Medical marijuana has been a hot topic in the medical world for the past few years. A seminar at this year’s Food and Nutrition Conference and Expo entitled “Going green: use of medical cannabis in medical nutrition therapy” discussed the efficacy and use of medical marijuana. Specifically in the second half of the seminar, Zachari Breeding presented the use of cannabis in nutrition related conditions.

He prefaced his talk by discussing the challenges surrounding researching the efficacy of cannabis use. Cannabis is still regarded as a schedule 1 substance, which means it has no currently accepted medical use and has a lack of accepted safety use under medical supervision. The only place to procure research grade cannabis is the University of Mississippi. The university has a very limited amount of space for production, limiting the amount available for research. Not only that, but research into the efficacy of cannabis is rarely funded when compared to research into its detrimental effects. Because of this, there is limited good evidence about the efficacy of cannabis.

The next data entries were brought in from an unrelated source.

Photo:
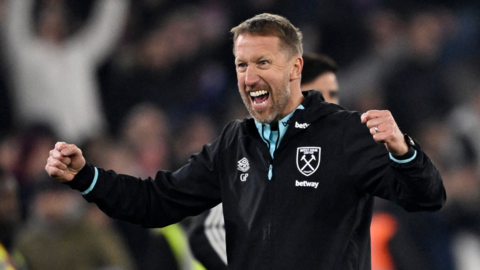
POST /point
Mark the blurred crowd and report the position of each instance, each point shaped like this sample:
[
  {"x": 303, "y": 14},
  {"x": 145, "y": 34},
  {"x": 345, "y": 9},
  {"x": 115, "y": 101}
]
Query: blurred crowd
[{"x": 141, "y": 85}]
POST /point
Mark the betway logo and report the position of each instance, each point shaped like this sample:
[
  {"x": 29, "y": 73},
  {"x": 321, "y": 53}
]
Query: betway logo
[
  {"x": 303, "y": 126},
  {"x": 306, "y": 184}
]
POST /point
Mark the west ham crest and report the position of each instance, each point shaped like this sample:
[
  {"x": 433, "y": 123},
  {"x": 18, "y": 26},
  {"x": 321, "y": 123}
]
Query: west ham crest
[{"x": 308, "y": 159}]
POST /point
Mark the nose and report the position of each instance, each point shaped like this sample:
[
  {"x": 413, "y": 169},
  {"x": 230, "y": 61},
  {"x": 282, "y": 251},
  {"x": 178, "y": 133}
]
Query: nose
[{"x": 251, "y": 76}]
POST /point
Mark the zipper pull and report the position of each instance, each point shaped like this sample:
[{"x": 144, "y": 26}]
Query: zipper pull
[{"x": 270, "y": 172}]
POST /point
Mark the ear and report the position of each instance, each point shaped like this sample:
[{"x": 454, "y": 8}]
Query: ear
[{"x": 297, "y": 67}]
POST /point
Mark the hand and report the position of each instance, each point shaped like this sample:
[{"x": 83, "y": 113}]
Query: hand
[
  {"x": 385, "y": 130},
  {"x": 64, "y": 162}
]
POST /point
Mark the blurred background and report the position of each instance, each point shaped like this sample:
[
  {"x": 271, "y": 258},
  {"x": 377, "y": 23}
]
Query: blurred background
[{"x": 140, "y": 85}]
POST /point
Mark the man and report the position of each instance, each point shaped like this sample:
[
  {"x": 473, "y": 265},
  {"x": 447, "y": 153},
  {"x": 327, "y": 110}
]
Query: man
[
  {"x": 320, "y": 73},
  {"x": 10, "y": 257},
  {"x": 207, "y": 231},
  {"x": 296, "y": 181}
]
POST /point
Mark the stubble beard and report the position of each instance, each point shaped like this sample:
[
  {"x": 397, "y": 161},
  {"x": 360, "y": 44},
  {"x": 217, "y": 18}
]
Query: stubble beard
[{"x": 279, "y": 99}]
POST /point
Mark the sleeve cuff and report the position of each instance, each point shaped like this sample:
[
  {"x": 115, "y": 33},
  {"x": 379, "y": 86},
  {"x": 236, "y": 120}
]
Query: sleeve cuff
[
  {"x": 84, "y": 179},
  {"x": 409, "y": 156}
]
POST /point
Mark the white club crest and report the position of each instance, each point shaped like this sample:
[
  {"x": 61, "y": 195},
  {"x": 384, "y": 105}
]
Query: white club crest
[
  {"x": 243, "y": 165},
  {"x": 308, "y": 159}
]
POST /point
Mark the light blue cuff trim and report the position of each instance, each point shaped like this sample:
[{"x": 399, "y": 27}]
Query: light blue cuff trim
[
  {"x": 92, "y": 185},
  {"x": 405, "y": 160}
]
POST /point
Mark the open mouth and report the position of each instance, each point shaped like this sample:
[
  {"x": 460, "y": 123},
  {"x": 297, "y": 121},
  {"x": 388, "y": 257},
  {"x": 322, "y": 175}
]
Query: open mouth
[{"x": 259, "y": 97}]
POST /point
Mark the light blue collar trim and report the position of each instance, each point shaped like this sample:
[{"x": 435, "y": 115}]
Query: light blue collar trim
[{"x": 273, "y": 137}]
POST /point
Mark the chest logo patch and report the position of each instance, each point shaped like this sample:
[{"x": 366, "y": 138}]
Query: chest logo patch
[
  {"x": 308, "y": 159},
  {"x": 243, "y": 165}
]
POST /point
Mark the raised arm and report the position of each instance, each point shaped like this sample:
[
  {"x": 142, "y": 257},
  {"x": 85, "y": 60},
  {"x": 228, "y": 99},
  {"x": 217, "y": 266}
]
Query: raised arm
[
  {"x": 151, "y": 202},
  {"x": 387, "y": 167}
]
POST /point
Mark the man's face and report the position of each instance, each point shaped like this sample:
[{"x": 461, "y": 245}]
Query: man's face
[
  {"x": 327, "y": 85},
  {"x": 263, "y": 74}
]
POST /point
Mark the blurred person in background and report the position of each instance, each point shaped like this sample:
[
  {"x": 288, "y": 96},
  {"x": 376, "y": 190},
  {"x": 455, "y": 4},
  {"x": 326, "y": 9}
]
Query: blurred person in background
[
  {"x": 320, "y": 73},
  {"x": 63, "y": 230},
  {"x": 418, "y": 81},
  {"x": 10, "y": 221},
  {"x": 50, "y": 65}
]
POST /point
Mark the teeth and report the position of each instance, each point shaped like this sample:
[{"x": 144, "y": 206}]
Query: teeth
[
  {"x": 258, "y": 93},
  {"x": 260, "y": 103}
]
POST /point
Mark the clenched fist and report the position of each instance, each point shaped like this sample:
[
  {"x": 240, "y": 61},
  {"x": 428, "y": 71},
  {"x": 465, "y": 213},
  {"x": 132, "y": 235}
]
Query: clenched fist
[
  {"x": 385, "y": 130},
  {"x": 64, "y": 162}
]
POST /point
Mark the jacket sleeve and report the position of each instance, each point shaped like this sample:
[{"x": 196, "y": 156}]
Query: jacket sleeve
[
  {"x": 415, "y": 185},
  {"x": 158, "y": 202},
  {"x": 207, "y": 239}
]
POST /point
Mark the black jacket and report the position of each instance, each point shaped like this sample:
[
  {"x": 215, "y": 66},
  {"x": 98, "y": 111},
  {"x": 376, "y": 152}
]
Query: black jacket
[{"x": 314, "y": 213}]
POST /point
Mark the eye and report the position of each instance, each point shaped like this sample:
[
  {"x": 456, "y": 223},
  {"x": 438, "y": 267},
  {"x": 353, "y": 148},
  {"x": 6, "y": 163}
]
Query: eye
[{"x": 241, "y": 66}]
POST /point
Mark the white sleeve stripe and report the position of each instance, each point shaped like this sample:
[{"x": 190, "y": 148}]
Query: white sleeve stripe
[{"x": 215, "y": 231}]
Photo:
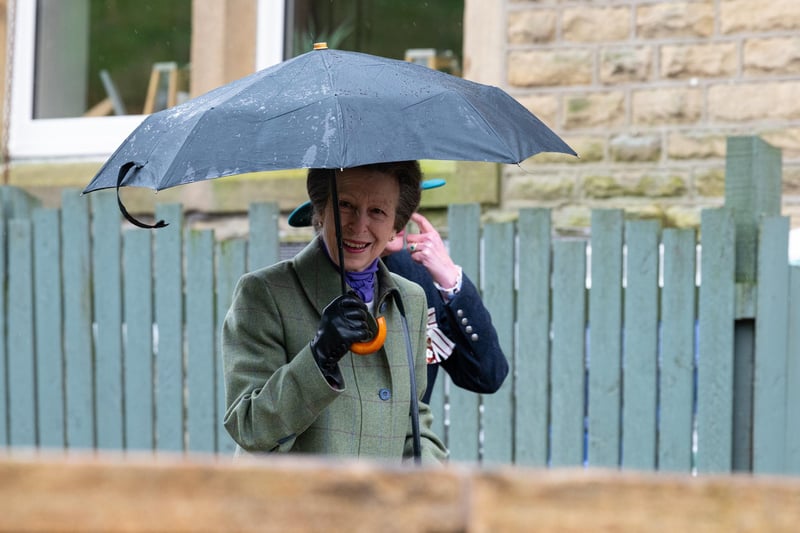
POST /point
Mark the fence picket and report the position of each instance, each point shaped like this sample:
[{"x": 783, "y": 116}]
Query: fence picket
[
  {"x": 532, "y": 358},
  {"x": 3, "y": 339},
  {"x": 78, "y": 346},
  {"x": 715, "y": 343},
  {"x": 138, "y": 354},
  {"x": 21, "y": 354},
  {"x": 169, "y": 317},
  {"x": 48, "y": 328},
  {"x": 605, "y": 339},
  {"x": 107, "y": 278},
  {"x": 769, "y": 397},
  {"x": 498, "y": 296},
  {"x": 793, "y": 377},
  {"x": 264, "y": 244},
  {"x": 464, "y": 224},
  {"x": 200, "y": 368},
  {"x": 231, "y": 261},
  {"x": 676, "y": 377},
  {"x": 640, "y": 356},
  {"x": 567, "y": 374}
]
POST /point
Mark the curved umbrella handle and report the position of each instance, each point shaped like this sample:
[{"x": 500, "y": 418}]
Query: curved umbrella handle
[{"x": 372, "y": 346}]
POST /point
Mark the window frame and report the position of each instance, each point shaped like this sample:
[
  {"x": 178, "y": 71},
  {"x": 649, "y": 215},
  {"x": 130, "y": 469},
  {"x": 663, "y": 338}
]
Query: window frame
[{"x": 93, "y": 137}]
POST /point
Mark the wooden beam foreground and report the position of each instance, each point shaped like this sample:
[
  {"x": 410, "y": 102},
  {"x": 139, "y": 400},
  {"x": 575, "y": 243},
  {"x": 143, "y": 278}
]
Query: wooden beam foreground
[{"x": 40, "y": 493}]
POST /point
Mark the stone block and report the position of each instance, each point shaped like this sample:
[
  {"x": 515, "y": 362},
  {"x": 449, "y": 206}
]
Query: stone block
[
  {"x": 787, "y": 139},
  {"x": 740, "y": 16},
  {"x": 710, "y": 183},
  {"x": 539, "y": 189},
  {"x": 674, "y": 20},
  {"x": 680, "y": 105},
  {"x": 710, "y": 60},
  {"x": 754, "y": 102},
  {"x": 599, "y": 109},
  {"x": 602, "y": 186},
  {"x": 682, "y": 217},
  {"x": 630, "y": 148},
  {"x": 532, "y": 26},
  {"x": 590, "y": 149},
  {"x": 775, "y": 56},
  {"x": 544, "y": 106},
  {"x": 572, "y": 219},
  {"x": 690, "y": 145},
  {"x": 791, "y": 180},
  {"x": 625, "y": 64},
  {"x": 596, "y": 24},
  {"x": 556, "y": 67}
]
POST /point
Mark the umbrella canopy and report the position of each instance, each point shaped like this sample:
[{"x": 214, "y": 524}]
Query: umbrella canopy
[{"x": 327, "y": 109}]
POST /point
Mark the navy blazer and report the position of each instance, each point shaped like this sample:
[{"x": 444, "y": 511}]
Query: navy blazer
[{"x": 477, "y": 363}]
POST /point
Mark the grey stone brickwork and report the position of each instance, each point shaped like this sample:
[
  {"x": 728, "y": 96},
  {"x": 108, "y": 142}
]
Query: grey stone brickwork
[{"x": 646, "y": 91}]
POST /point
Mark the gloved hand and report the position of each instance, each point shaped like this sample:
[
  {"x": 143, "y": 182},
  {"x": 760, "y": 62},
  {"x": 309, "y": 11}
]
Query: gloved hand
[{"x": 343, "y": 322}]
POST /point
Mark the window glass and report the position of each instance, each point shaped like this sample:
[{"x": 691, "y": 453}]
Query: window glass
[
  {"x": 424, "y": 29},
  {"x": 110, "y": 57}
]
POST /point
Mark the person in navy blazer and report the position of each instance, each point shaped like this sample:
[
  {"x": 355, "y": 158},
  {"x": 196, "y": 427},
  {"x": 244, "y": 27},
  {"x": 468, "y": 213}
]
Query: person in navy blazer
[
  {"x": 461, "y": 337},
  {"x": 472, "y": 358}
]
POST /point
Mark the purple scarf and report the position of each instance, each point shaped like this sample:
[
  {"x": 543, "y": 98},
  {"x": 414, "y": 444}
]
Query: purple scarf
[{"x": 363, "y": 282}]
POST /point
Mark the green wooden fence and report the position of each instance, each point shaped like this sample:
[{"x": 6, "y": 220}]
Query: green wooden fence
[{"x": 668, "y": 359}]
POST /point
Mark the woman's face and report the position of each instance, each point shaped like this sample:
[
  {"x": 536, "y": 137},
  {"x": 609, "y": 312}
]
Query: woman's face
[{"x": 367, "y": 205}]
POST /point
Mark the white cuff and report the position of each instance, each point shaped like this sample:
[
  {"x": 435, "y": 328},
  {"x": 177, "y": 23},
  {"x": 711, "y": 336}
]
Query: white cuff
[{"x": 450, "y": 293}]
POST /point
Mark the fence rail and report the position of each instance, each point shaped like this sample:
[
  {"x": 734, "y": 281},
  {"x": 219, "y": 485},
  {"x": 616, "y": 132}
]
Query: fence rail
[{"x": 668, "y": 360}]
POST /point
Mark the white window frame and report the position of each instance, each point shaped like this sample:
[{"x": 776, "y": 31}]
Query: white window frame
[{"x": 94, "y": 137}]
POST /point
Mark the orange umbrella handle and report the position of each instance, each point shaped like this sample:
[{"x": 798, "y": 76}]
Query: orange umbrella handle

However there are still nutrition-related conditions that are qualifying conditions for cannabis use in many states. The most common are cachexia, anorexia, nausea, irritable bowel syndrome, and cirrhosis. With more research, other conditions could also benefit from cannabis use. Two of the main effects of cannabis use researched in nutrition are appetite stimulation and weight gain. In rat models, low dosing of THC was shown to increase both homeostatic and hedonic control of eating. It was also found that cannabis use promoted weight gain, regardless of calorie intake. These uses make cannabis a consideration for treating the elderly who have poor nutrition status. It is also a potential treatment for chemotherapy-related emesis, however most research has found that cannabis use leads to increased food intake because of improved mood instead of increased appetite.

While there are multiple uses for medical marijuana in a nutrition setting, it can’t be prescribed for everyone. There are still risks associated with cannabis as with all drugs. Understanding the risks and benefits is necessary for recommending medical cannabis. Further research is needed on the efficacy of cannabis so that nutrition professionals and their patients can make informed decisions on their best plan of treatment.

The Possibility of Food Addiction in Humans

Food addiction has become a hot topic in the media, but is food addiction real? In a seminar entitled “Food addiction: fact or fiction?”, doctoral student Carolina Cawthorn questioned if food addiction can be considered a true addiction. She explained that true addiction is when a person compulsively used a substance despite harmful consequences to health, behavior, and relationships.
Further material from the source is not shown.